Great North Road is a major thoroughfare in Auckland, in the North Island of New Zealand. It runs from the fringe of the Auckland CBD to West Auckland. The road is the second longest in Auckland, after its counterpart, Great South Road, and is named after the Great North Road in Britain. In the days before the Auckland Harbour Bridge, Northern Motorway and Northwestern Motorway were built, it was the main road route from central Auckland to the areas north of the Auckland isthmus. In the 1960s, it carried 25,000–30,000 vehicles a day.

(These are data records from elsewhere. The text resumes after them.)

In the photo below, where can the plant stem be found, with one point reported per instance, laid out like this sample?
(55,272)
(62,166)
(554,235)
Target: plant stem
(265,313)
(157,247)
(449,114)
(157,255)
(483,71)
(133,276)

It begins as a continuation of Karangahape Road from the latter's terminus with Ponsonby Road and Newton Road, and passes through the western suburbs of Arch Hill, Grey Lynn, Western Springs, Point Chevalier, Waterview, Avondale, New Lynn, Kelston, Glendene and Henderson before becoming Swanson Road at the intersection with Lincoln Road. Contrary to its name, the road actually heads west for most of its route, turning to a more north-westerly direction at Kelston.

Located on or within walking distance from Great North Road are notable Auckland attractions such as the Museum of Transport and Technology and Auckland Zoo, as well as two major shopping malls, LynnMall and Westfield WestCity. The road is served by several bus routes linking Auckland with these attractions and the suburbs of west Auckland.